Au BAL de bon matin

Rencontre avec l’oeuvre de Paul Graham, par le biais d’une exposition à laquelle le Monde a consacré une page dans son édition du 18 septembre. C’était samedi dernier. Le BAL ouvre à 11h, et impatient de voir cette expo, j’ai donc naturellement foncé  dès l’ouverture…au café du BAL, bien agréable, où j’ai médité ce que je m’apprétais à voir en dégustant de subtils scones au beurre et à la confiture…  L’expo est bien faite. On commence par une série ancienne, Beyond Caring (1984), des chômeurs en grand format et en couleurs dans les salles d’attente improvisées d’une Angleterre en crise. Il paraît que les photos firent scandale à l’époque, because couleur et grand format justement. Si l’on peine forcément à ressentir au premier regard cette « révolution esthétique », on peut en percevoir peu à peu la force. Si couleur = vitalité, on est bien face à une métonymie fort dérangente : que font ces T-shirt ou pull roses et orange dans les purgatoires de la vie active ?

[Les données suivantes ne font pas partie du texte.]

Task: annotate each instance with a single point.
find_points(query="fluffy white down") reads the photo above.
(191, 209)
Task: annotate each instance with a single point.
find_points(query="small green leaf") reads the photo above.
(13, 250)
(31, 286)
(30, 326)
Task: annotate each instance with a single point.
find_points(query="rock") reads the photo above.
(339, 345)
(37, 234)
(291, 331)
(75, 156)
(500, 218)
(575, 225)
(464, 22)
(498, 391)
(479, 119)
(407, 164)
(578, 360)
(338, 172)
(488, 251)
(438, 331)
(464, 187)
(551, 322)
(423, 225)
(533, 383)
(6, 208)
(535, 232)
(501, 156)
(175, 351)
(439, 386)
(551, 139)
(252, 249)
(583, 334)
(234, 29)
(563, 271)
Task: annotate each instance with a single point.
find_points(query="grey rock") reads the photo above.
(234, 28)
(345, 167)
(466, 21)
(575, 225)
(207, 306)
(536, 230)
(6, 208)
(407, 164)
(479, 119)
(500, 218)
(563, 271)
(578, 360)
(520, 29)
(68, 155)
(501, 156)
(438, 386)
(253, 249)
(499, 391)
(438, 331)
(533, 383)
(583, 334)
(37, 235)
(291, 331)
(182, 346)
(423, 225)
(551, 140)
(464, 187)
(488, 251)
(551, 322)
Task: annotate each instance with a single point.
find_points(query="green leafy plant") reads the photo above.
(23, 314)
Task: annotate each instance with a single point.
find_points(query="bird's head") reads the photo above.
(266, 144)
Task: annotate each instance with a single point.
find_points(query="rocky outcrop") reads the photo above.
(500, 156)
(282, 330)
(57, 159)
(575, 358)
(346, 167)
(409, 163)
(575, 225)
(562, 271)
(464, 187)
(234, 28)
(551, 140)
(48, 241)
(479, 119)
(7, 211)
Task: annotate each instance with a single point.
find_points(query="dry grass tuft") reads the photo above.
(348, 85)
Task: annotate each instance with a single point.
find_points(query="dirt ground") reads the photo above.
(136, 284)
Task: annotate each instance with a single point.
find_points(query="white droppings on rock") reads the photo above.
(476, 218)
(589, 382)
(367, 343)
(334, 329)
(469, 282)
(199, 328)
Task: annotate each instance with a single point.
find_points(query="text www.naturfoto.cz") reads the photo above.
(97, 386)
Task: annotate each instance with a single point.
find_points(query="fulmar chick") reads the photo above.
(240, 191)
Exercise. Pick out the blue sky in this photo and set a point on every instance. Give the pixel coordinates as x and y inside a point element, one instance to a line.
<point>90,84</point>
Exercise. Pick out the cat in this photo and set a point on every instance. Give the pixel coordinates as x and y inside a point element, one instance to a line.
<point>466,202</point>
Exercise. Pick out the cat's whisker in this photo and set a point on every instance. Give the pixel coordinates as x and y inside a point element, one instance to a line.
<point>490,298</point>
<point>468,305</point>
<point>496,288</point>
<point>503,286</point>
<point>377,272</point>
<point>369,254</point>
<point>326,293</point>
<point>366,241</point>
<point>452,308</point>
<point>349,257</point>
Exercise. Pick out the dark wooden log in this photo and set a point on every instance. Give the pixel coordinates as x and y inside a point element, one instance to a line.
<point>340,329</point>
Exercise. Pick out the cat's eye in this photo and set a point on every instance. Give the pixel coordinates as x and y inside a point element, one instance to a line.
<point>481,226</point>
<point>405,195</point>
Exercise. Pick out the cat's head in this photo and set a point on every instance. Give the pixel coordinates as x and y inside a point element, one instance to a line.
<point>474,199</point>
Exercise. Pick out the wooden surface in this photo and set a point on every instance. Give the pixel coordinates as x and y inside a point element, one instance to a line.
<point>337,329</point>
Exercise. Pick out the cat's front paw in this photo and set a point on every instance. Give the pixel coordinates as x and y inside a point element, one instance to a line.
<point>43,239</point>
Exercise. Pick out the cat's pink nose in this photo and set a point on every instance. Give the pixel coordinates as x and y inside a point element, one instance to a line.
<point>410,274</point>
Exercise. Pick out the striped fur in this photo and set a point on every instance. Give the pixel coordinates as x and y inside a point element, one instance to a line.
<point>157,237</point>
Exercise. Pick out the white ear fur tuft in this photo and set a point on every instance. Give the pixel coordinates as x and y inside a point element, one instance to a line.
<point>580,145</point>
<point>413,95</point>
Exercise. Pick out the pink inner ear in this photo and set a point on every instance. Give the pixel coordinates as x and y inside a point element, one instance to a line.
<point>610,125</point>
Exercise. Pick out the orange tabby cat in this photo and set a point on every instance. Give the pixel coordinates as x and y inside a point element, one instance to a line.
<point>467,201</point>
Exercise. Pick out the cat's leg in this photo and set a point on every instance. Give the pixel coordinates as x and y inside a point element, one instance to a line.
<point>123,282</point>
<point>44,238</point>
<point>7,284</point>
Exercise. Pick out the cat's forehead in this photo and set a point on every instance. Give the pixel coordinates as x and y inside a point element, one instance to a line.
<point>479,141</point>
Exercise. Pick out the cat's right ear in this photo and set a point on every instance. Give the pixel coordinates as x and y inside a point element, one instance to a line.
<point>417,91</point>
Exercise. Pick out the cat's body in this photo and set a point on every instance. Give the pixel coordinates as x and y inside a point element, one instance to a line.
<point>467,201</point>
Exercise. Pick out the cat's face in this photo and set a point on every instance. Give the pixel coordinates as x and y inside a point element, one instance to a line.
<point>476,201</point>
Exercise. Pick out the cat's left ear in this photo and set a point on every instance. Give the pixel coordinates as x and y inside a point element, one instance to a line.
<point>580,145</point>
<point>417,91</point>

Avant de descendre au sous-sol on peut passer par une sorte de cabinet de lecture, c’est à dire un espace où 5 ou 6 tablettes permettent de feuilleter des versions numérisées des précédents catalogues de Paul Graham. Avis aux chineurs, ces catalogues sont rares et mythiques. L’article du Monde insistait d’ailleurs là dessus. A1-the Great North Road, qui ne paye pas spécialement de mine, se négocie sur la toile entre 900 et 4000 euros (quand même)… Il ne s’agit pas de tout voir bien sûr, mais je prends le temps de feuilleter longuement Troubled land qui fera l’objet d’un prochain post, une subtile série de paysages au temps des tensions politiques de l’Irlande du Nord. Une bonne idée  ce cabinet de lecture. On parcourt ainsi à vitesse grand V l’oeuvre du britannique et l’on est prêt ensuite à descendre au sous-sol.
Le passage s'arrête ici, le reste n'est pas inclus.